Vom heiklen Verhältnis zur Besatzungsmacht
1945 war noch keineswegs ausgemacht, was aus der französischen Zone, zu der Speyer gehörte, werden würde. Frankreich verstand sich wieder als Großmacht. Doch weder Deutsche noch Franzosen hatten vergessen, dass sie im Laufe von fünf Jahren beispiellose Katastrophen erlitten hatten; man sprach von 'débacle' und 'Zusammenbruch'. Dass beide Länder zu einer dauerhaften Verständigung gefunden haben, lag auch an ihrem Rangverlust. Weitblickende Franzosen – unter ihnen emigrierte Deutsche wie A. Grosser und J. Rovan – wollten Fehler der Zeit nach dem Ersten Weltkrieg vermeiden und mit dem 'neuen' Deutschland zusammenarbeiten, vor allem mit der deutschen Jugend.
Rückblicke
Der 1935 geborene Verfasser durfte den Aufstieg aus Zerstörung und Not erleben und in einem Staat groß werden, der sich dem Recht und der Freiheit verpflichtet weiß – auch Andersdenkenden und Schwachen gegenüber. Dieser privilegierten Generation sind Versuchungen erspart geblieben, denen viele Angehörige früherer Jahrgänge nicht gewachsen waren.
Gern hat der Autor das Angebot angenommen, an der 'Geschichte der Stadt Speyer' mitzuarbeiten. Das Stadtarchiv verfügte über umfangreiche Quellenbestände und bot gute Arbeitsbedingungen. Dr. Wolfgang Eger, Kulturdezernent der Stadt, hatte versichert, es sei keinerlei Zensur vorgesehen; dass er sich an diese Zusage gehalten hat, sei dankbar vermerkt.

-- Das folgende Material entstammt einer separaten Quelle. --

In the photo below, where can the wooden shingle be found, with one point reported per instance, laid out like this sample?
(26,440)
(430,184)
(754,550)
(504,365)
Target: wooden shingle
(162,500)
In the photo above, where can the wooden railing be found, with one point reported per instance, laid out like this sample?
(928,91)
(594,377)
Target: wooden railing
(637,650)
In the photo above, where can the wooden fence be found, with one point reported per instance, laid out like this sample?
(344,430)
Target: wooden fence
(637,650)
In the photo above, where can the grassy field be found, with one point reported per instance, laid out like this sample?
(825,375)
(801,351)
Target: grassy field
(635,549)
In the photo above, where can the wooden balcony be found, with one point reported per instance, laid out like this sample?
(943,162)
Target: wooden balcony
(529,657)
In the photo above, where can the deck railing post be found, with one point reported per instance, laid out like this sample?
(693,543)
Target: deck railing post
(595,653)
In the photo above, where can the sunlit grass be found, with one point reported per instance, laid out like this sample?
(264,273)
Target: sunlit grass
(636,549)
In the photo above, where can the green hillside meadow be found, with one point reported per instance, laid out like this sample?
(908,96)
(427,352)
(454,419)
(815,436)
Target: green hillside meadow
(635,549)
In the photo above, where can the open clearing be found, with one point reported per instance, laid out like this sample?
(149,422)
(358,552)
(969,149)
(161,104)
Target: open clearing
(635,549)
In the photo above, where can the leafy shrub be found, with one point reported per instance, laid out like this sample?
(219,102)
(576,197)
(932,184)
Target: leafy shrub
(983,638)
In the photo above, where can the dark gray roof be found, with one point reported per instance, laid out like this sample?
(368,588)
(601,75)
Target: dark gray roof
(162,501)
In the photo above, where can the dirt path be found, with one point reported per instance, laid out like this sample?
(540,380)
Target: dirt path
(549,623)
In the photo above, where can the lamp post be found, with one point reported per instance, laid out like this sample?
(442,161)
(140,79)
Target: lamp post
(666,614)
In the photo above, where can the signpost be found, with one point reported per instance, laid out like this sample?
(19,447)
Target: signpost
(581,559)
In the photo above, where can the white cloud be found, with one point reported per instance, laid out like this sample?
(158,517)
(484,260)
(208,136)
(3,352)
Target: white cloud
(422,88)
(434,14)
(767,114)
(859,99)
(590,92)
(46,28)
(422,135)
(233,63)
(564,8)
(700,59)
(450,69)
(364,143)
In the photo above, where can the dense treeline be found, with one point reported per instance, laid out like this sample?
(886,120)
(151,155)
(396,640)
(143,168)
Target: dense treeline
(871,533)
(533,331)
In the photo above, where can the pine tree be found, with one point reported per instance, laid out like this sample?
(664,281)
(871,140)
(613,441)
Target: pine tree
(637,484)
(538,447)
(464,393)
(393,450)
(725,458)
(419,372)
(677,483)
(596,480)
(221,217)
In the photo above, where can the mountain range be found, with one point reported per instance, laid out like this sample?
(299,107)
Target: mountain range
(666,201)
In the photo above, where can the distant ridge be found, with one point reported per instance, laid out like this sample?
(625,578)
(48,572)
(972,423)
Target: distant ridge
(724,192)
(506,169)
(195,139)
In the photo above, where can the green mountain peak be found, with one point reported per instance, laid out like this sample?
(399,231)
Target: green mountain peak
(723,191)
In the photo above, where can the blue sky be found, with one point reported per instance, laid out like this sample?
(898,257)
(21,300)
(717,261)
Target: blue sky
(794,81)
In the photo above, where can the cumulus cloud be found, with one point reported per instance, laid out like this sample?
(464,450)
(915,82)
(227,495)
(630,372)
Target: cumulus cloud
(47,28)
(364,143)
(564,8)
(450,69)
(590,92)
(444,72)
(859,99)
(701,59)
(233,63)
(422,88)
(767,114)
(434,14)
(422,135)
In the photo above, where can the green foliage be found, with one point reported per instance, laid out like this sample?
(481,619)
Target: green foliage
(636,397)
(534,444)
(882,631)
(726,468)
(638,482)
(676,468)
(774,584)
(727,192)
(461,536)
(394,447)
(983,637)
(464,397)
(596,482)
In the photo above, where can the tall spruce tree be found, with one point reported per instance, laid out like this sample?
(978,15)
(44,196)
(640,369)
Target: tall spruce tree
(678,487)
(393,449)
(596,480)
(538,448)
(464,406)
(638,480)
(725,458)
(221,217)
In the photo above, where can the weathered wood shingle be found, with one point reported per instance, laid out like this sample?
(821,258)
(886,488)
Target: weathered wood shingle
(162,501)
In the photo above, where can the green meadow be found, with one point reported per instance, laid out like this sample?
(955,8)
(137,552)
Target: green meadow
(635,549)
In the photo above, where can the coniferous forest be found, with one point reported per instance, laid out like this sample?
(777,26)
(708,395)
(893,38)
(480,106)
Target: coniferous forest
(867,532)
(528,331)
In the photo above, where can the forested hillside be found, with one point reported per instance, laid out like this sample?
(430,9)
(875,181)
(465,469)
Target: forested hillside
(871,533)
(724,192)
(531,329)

Mit den letzten Zeilen seines Beitrags zu dem 1982 erschienenen Werk* will der Autor schließen: „Den Speyerern, die als Soldaten an der Front und in Gefangenenlagern, als Zivilisten in der Heimat oder in Internierungslagern den Tod fanden, Russen, Ukrainern, Franzosen, Holländern, die im Krieg und nach dem Krieg in Speyer sterben mussten, all denen, die vom Krieg seelisch oder körperlich verkrüppelt wurden, den überlebenden Angehörigen der ausländischen und Speyerer Opfer von Krieg und Gewaltherrschaft ist dieser Abschnitt zur Geschichte der Stadt Speyer gewidmet.“
*Norbert Ohler: Speyer in der Zeit der nationalsozialistischen Diktatur, zur Zeit des Zweiten Weltkrieges und am Beginn des demokratischen Aufbaues (1933-1949). In: Geschichte der Stadt Speyer. Hrg. von der Stadt Speyer. Stuttgart: Kohlhammer 1982, Bd. II, S. 355-463, hier S. 457.